She said, "Your eyes are so beautiful and clear, Lin-we've
driven this way so many times." She was thinking, "Dear
God, watch over her. Keep her very close to you. Don't let her
be afraid."
When we got to the hospital, I laid on the bed while Mommy
sat up all night and patted my arms and smoothed my sheets.
I was in the ward with other children, before we moved into
our last room together. It was Halloween the next day, and Mommy
sent for the party things we bought from a store on Harford
Road two weeks before. She didn't want me to think about how
much I hurt all over but to think about the fun we always had
on Halloween.
Every Halloween I had a party, no matter what happened.
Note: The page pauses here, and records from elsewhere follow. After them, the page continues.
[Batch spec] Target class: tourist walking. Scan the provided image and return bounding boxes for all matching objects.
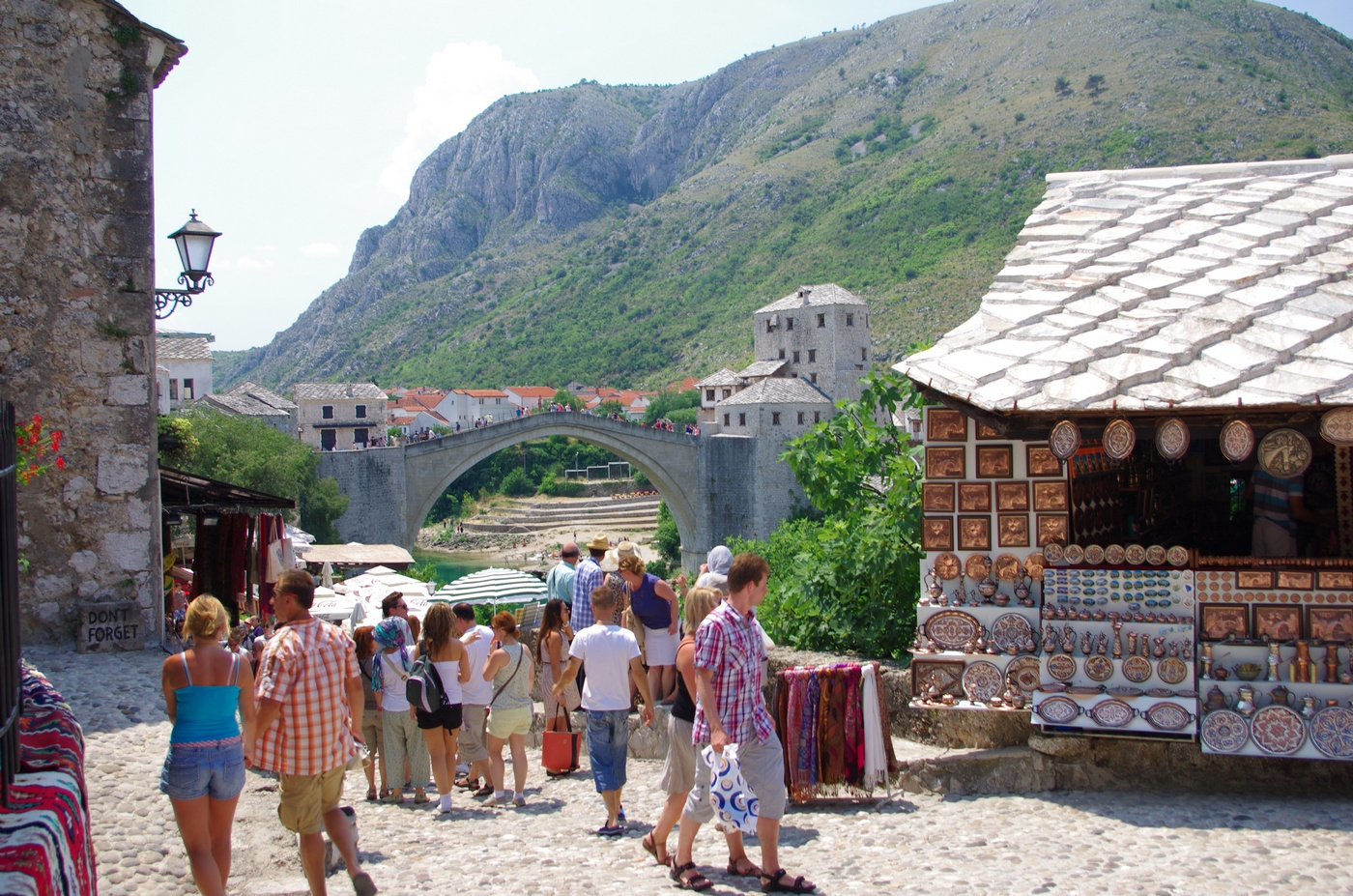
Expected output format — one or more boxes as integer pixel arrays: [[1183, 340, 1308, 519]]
[[250, 570, 376, 896], [643, 588, 761, 877], [352, 625, 389, 801], [535, 597, 582, 777], [372, 616, 427, 802], [552, 586, 653, 836], [671, 554, 816, 893], [414, 604, 470, 812], [450, 602, 494, 795], [484, 611, 534, 807], [159, 594, 254, 896]]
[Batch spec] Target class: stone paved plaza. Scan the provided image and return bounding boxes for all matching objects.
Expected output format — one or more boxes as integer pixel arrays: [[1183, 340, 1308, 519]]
[[26, 650, 1353, 896]]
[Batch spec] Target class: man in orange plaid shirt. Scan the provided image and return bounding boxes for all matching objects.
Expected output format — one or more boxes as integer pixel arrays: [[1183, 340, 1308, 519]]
[[250, 570, 376, 896]]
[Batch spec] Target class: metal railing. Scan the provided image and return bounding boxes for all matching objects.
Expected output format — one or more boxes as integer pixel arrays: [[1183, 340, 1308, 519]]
[[0, 402, 23, 807]]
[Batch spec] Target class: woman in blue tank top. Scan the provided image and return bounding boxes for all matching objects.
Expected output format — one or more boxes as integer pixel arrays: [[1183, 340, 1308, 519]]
[[159, 594, 254, 896]]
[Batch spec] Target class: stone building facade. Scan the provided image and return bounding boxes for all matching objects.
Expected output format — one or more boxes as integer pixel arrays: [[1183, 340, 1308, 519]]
[[0, 0, 187, 647]]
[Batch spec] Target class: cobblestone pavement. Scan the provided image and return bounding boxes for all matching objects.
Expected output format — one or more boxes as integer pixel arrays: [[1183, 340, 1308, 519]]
[[26, 649, 1353, 896]]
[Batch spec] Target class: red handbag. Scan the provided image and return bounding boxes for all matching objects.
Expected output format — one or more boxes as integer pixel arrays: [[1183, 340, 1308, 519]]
[[540, 701, 583, 771]]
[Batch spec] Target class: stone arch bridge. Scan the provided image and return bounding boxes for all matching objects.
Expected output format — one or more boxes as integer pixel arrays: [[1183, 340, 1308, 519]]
[[311, 412, 802, 570]]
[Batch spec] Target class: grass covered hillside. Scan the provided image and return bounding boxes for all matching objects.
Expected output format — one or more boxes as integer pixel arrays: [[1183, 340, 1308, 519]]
[[217, 0, 1353, 386]]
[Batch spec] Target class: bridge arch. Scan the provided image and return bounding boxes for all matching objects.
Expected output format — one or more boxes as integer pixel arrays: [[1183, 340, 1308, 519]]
[[405, 412, 701, 563]]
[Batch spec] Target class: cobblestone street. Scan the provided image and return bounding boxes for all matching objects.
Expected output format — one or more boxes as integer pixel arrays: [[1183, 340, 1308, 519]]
[[26, 649, 1353, 896]]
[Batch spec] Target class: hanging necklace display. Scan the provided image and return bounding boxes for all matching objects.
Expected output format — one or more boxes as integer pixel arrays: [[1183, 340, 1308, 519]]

The first one was in 1948, in Baltimore. We had it at the apartment
building, The Chadford, where we lived for almost a year. I
had two teen-age friends there-Pat and Barbara-who sometimes
stayed with me. I liked it there because I could ride the bus
to and from my school just several blocks away. It stopped right
at the door of my apartment and right in front of my school.
The party was very small, but we had fun anyway. Albert and
Lynn came, and we played games and ate ice cream.
The next Halloween, in 1949, Mommy was moving into the
house, but she had a beautiful party for me at Delvales's on
Roland Avenue. We had funny ices and all kinds of Halloween
molds, pumpkins and stars and candy, and there were lots of
girls with very pretty costumes. I was a shepherdess. Afterwards,
we went to the Halloween parade in front of my school, and Mommy
watched all of us parade up and down. One little girl, Karen,
disappeared, and Mommy worried about her and made us look for
her. We finally found her, and then the party was over.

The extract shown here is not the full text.